All CRUD operations are available under the path
/.cbfs/crudproxy/[key]
, and use the HTTP verbs GET
, PUT
and
DELETE
for their designated behaviors.
Caveats:
- Mime types are not processed sensibly.
- JSON is not validated.
- GET returns a 404 on any failure.
- DELETE returns a 500 on any failure (even for missing documents)
GET /.cbfs/nodes/
Example result:
{
"anode": {
"addr": "192.168.1.86:8484",
"addr_raw": "192.168.1.86",
"bindaddr": ":8484",
"free": 718941134848,
"hbage_ms": 2002,
"hbage_str": "2.002752359s",
"hbtime": "2012-10-11T06:41:40.908816Z",
"size": 262998369666,
"starttime": "2012-10-10T23:33:33.859991Z",
"uptime_ms": 489051,
"uptime_str": "8m9.05157742s",
"used": 262998369666
},
"cathode": {
"addr": "192.168.1.135:8484",
"addr_raw": "192.168.1.135",
"bindaddr": ":8484",
"free": 199036534784,
"hbage_ms": 4261,
"hbage_str": "4.261298091s",
"hbtime": "2012-10-11T06:41:38.650247Z",
"size": 259967341043,
"starttime": "2012-10-10T23:33:37.245379Z",
"uptime_ms": 485666,
"uptime_str": "8m5.666166167s",
"used": 259967341043
}
}
GET /.cbfs/config/
PUT /.cbfs/config/
Config should look similar to what you received from the GET
above.
To validate all metadata linkage, you can use the fsck
operation.
It does the following:
- Walks the file list (or a portion of it you specify)
- Verifies it can look up all the files it finds
- Verify it can find blob info for all the files it finds
- Reports details of its findings
Example of a full, detailed fsck across the entire filesystem:
GET /.cbfs/fsck/
Or just across your backups:
GET /.cbfs/fsck/mybackups
Or that, but only show me errors:
GET /.cbfs/fsck/mybackups?errorsonly=true
The result in each case will be a series of JSON objects, one per
file (one per line). Each object will have a path
field describing
the path to the file and possibly an oid
field describing the object
ID of the version of that file when the scan occurred.
If an error is reported, there'll be an etype
and error
field
indicating what occurred.
Note that this does not include verification that the objects themselves are OK. This will happen automatically on each node daily, and the blobs will become unregistered (leading to underreplication which should be repaired up to the point where a blob is entirely lost).
You can see the tasks being performed by various nodes on a cluster by accessing the following:
GET /.cbfs/tasks/
Some tasks are global (can only be run on one machine in the cluster at a time) and some are local (can run independently on multiple nodes concurrently).

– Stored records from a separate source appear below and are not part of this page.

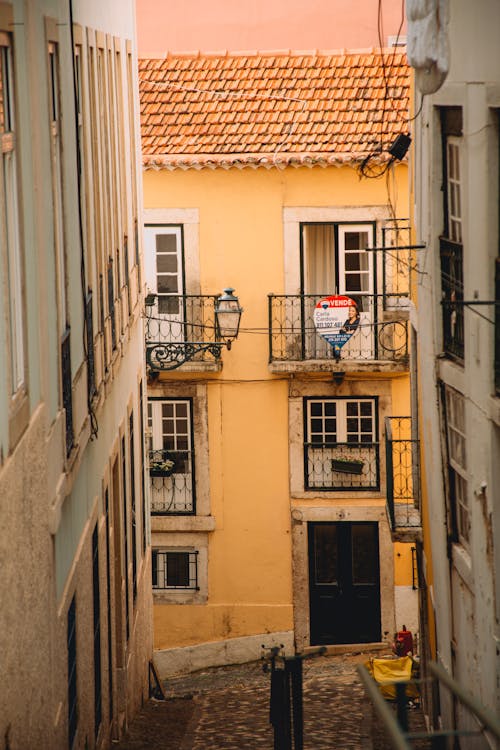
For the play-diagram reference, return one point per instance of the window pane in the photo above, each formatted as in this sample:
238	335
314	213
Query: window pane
167	284
181	410
317	425
178	569
166	263
168	305
330	409
166	243
315	409
330	425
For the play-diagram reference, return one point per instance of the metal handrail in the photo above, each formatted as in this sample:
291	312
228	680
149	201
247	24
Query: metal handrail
394	724
487	718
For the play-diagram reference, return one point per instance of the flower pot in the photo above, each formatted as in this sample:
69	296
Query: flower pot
347	467
160	472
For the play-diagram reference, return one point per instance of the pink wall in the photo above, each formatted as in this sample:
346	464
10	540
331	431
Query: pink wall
210	25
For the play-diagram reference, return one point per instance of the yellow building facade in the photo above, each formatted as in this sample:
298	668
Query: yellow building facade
254	533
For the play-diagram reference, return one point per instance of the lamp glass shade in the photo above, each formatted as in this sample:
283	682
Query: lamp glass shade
228	314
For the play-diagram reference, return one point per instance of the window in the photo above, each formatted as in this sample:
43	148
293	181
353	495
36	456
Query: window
72	677
457	465
9	215
451	249
453	146
97	632
57	188
171	456
341	450
164	268
175	569
335	261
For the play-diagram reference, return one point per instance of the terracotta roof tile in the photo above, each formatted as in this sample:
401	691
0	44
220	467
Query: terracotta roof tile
263	109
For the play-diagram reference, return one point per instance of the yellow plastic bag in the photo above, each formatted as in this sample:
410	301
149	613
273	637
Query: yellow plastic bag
386	672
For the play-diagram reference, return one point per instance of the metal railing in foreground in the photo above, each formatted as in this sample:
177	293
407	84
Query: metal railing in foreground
481	722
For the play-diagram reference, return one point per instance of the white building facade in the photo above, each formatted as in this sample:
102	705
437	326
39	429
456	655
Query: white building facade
457	211
75	577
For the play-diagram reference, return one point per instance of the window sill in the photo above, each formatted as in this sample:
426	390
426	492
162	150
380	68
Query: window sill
495	409
18	418
182	523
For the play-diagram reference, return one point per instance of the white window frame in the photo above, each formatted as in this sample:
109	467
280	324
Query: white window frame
457	460
341	434
161	553
183	541
180	485
9	217
57	180
154	274
454	189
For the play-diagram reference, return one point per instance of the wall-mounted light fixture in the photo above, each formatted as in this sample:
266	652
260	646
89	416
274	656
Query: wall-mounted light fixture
170	354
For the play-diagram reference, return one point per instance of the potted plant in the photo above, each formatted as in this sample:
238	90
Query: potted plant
348	465
162	468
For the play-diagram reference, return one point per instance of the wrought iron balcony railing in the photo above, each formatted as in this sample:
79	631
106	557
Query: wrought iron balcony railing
341	466
172	482
181	319
472	724
403	483
452	287
293	336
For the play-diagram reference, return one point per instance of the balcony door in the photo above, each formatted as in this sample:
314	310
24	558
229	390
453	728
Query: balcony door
164	264
335	261
344	583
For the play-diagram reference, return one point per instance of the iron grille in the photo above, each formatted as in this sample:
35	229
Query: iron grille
67	395
172	487
111	302
193	323
72	676
175	570
97	632
452	288
89	330
497	327
402	464
341	466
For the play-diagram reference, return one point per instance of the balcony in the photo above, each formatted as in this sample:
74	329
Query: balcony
452	287
182	328
379	343
403	479
172	482
334	467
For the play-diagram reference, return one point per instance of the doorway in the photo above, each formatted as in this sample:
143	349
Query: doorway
344	582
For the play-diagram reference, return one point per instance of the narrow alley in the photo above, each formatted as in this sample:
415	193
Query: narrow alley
227	708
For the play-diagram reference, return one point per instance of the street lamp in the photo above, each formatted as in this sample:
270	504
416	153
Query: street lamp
228	316
168	355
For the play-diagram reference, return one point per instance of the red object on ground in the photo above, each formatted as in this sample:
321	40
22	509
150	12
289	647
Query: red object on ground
404	640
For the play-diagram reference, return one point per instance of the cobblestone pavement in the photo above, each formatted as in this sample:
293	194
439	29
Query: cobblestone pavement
227	708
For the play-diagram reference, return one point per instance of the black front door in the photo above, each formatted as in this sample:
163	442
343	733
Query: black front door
344	582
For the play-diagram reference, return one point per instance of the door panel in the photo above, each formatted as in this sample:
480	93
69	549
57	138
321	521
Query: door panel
164	276
344	582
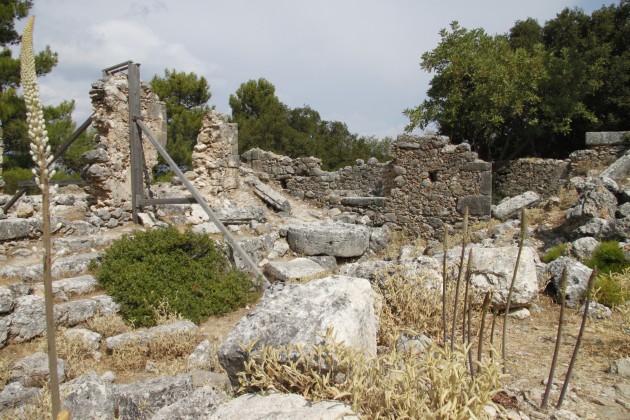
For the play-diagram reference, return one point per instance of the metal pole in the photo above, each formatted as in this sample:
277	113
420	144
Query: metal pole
135	145
235	246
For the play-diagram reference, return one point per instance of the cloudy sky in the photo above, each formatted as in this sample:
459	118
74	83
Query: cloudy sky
355	61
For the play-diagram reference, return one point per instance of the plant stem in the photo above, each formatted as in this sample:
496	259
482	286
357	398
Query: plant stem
556	350
484	311
459	278
444	321
509	299
565	386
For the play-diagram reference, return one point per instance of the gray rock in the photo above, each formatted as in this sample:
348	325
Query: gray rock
424	268
72	286
620	367
298	268
144	336
301	314
583	248
141	400
201	357
29	318
91	339
336	239
577	279
15	394
201	403
595	201
6	300
271	197
14	229
596	310
511	206
379	238
281	406
90	397
32	371
493	268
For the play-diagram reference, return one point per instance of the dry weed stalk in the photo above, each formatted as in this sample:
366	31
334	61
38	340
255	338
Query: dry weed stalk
509	298
390	385
459	276
589	293
556	349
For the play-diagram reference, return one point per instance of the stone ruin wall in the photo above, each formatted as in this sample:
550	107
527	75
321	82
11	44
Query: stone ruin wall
548	176
303	177
108	174
433	181
215	158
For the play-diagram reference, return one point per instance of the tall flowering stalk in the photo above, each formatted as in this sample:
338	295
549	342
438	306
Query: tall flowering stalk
41	154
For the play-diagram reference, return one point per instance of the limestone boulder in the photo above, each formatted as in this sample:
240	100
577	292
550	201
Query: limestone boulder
140	400
324	238
577	280
90	397
493	269
281	406
298	268
301	314
201	403
511	206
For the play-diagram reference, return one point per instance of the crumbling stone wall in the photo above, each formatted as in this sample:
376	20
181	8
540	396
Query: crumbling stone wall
433	181
215	157
108	174
304	178
544	176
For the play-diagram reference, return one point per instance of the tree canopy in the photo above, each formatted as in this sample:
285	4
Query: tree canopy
12	108
265	122
533	91
186	96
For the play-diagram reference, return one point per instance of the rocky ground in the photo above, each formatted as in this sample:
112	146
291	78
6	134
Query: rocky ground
286	244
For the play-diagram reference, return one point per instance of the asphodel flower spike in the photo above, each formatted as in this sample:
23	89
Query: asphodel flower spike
40	150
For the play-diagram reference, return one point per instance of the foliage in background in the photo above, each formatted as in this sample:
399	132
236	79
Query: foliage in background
533	91
555	252
188	271
186	96
608	257
613	289
265	122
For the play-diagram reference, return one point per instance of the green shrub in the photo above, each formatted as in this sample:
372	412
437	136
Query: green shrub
613	289
608	257
188	271
555	252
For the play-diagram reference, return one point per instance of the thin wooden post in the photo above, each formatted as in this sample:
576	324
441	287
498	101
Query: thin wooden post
135	144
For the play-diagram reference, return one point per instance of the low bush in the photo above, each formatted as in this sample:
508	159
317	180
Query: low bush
608	257
188	271
554	253
613	289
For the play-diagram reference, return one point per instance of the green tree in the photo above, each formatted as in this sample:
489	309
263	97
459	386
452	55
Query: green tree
186	96
12	108
483	91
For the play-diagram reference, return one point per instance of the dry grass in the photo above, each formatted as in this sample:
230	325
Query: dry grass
166	355
108	325
390	385
393	384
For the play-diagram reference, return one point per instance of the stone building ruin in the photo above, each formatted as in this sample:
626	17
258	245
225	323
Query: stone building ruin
427	184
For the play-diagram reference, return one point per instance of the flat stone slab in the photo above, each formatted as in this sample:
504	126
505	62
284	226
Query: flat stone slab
296	269
325	238
301	314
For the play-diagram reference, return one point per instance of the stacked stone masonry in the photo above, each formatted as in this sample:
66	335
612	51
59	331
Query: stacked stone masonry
108	174
215	157
432	183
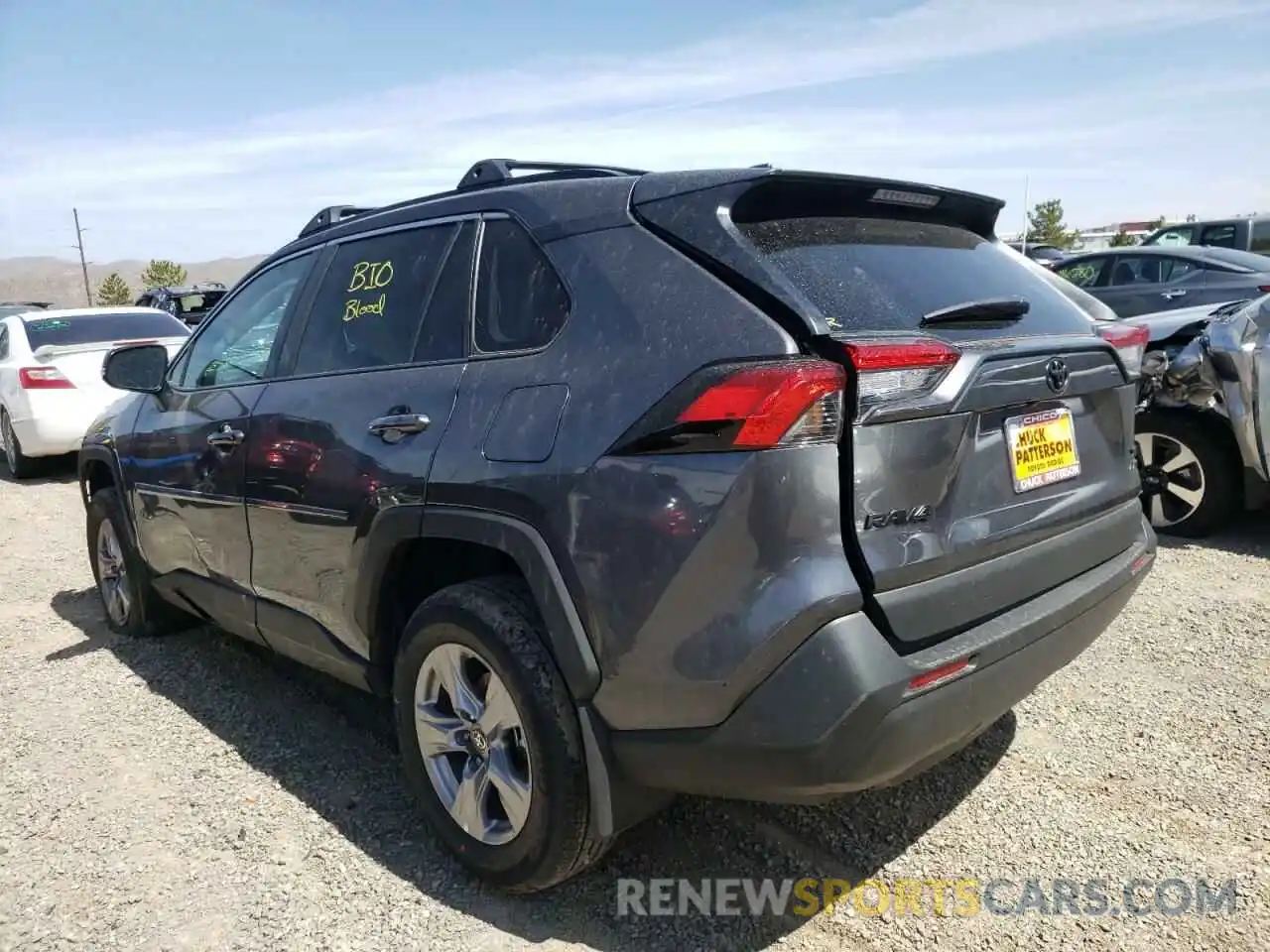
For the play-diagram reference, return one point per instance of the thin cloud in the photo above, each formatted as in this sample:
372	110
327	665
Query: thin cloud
779	91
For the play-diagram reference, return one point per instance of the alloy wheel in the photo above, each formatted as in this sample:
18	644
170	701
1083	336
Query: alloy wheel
112	574
472	743
1173	479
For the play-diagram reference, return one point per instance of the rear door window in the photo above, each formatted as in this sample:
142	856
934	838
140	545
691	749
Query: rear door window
368	309
866	275
1150	270
1182	235
1083	273
100	329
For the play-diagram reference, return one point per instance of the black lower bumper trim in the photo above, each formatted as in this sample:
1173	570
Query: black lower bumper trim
835	716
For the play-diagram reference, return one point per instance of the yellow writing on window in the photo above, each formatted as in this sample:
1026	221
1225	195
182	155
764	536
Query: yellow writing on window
371	276
356	308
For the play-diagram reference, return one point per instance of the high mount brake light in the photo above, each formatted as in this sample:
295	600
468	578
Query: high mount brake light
1130	341
42	379
899	370
726	408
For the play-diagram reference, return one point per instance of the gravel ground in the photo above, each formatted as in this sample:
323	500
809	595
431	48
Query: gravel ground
190	793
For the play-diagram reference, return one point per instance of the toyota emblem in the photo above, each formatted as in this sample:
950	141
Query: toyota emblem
1057	375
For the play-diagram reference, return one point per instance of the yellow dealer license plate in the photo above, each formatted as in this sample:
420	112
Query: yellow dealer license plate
1042	448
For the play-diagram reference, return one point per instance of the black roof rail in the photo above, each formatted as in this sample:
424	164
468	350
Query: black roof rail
495	172
334	214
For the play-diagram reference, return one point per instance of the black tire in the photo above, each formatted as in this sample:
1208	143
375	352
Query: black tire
1218	472
495	619
148	613
21	466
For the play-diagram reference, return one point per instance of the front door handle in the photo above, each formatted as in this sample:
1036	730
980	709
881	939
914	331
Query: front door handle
225	438
397	425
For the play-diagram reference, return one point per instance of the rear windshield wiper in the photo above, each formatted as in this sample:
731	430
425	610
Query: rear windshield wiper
991	308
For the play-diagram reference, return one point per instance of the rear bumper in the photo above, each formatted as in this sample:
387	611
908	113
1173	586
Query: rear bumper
837	716
54	435
55	420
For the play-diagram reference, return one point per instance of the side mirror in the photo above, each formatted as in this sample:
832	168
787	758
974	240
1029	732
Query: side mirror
141	368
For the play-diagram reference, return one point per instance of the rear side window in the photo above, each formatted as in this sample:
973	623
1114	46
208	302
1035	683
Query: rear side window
368	308
1261	238
100	329
1233	258
1218	236
521	301
1183	235
867	275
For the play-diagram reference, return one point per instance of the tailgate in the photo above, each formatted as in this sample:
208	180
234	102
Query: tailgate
991	457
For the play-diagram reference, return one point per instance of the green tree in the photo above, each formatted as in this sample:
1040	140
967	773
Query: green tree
1047	227
163	273
113	291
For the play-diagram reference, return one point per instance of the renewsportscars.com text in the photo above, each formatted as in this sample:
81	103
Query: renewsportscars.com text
961	896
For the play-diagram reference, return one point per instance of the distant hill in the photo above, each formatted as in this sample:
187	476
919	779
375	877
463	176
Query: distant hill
62	281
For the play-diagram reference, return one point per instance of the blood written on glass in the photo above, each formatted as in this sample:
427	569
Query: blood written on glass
367	276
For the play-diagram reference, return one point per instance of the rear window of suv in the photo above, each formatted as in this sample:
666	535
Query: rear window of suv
869	275
100	329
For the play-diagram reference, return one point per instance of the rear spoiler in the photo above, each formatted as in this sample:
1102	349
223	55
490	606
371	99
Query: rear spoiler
50	350
697	212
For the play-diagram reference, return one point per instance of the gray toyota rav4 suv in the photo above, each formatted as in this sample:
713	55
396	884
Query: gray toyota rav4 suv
744	483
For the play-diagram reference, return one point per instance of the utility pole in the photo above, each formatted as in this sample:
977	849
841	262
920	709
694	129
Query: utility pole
1026	220
79	244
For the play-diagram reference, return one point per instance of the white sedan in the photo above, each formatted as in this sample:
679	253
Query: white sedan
51	385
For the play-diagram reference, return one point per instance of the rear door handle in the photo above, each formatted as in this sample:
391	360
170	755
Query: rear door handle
398	425
225	438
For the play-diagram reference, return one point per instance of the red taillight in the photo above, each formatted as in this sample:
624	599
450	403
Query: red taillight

The documentation for what tasks run is a bit out of scope for this document, but the listing should be reasonably obvious.
The first level of the object is the name of the node. Inside this object is another object that is keyed off of each task that's running. Each one of these contains the state of the task and the time the task went into that state.
Valid states are running
and preparing
. A task is preparing
when it is blocked by some other task (or it just hasn't gone into
running
state yet). In the example below, you can see that
ensureMinReplCount
is in a preparing
state on dogbowl
because
trimFullNodes
is in running
state on bsd2
and these two tasks
have a mutual exclusion rule.
{
"bruce": {
"reconcile": {
"state": "running",
"ts": "2012-10-11T06:23:39.206318Z"
}
},
"bsd2": {
"trimFullNodes": {
"state": "running",
"ts": "2012-10-11T06:42:25.945552Z"
}
},
"dogbowl": {
"ensureMinReplCount": {
"state": "preparing",
"ts": "2012-10-11T06:44:21.181458Z"
}
}
}
The path /.cbfs/debug/
contains various performance data for each
node.
The most interesting is probably the io
section which contains the
w_B
and r_b
histograms. These are specific write and read events
over the HTTP front-end respectively. The sum
is all of the bytes
written or read while the count
is then number of times the write or
read occurred. The histogram shows the sizes of these calls -- often
translating to a write()
or read()
syscall, but also utilizing
sendfile()
when transferring origin data to a client. Large write
sizes are the result of sendfile()
calls. Otherwise, the histogram
shows how much data is being moved in these calls.
The tasks
section shows how long (and how many times) various
internal tasks are running in milliseconds.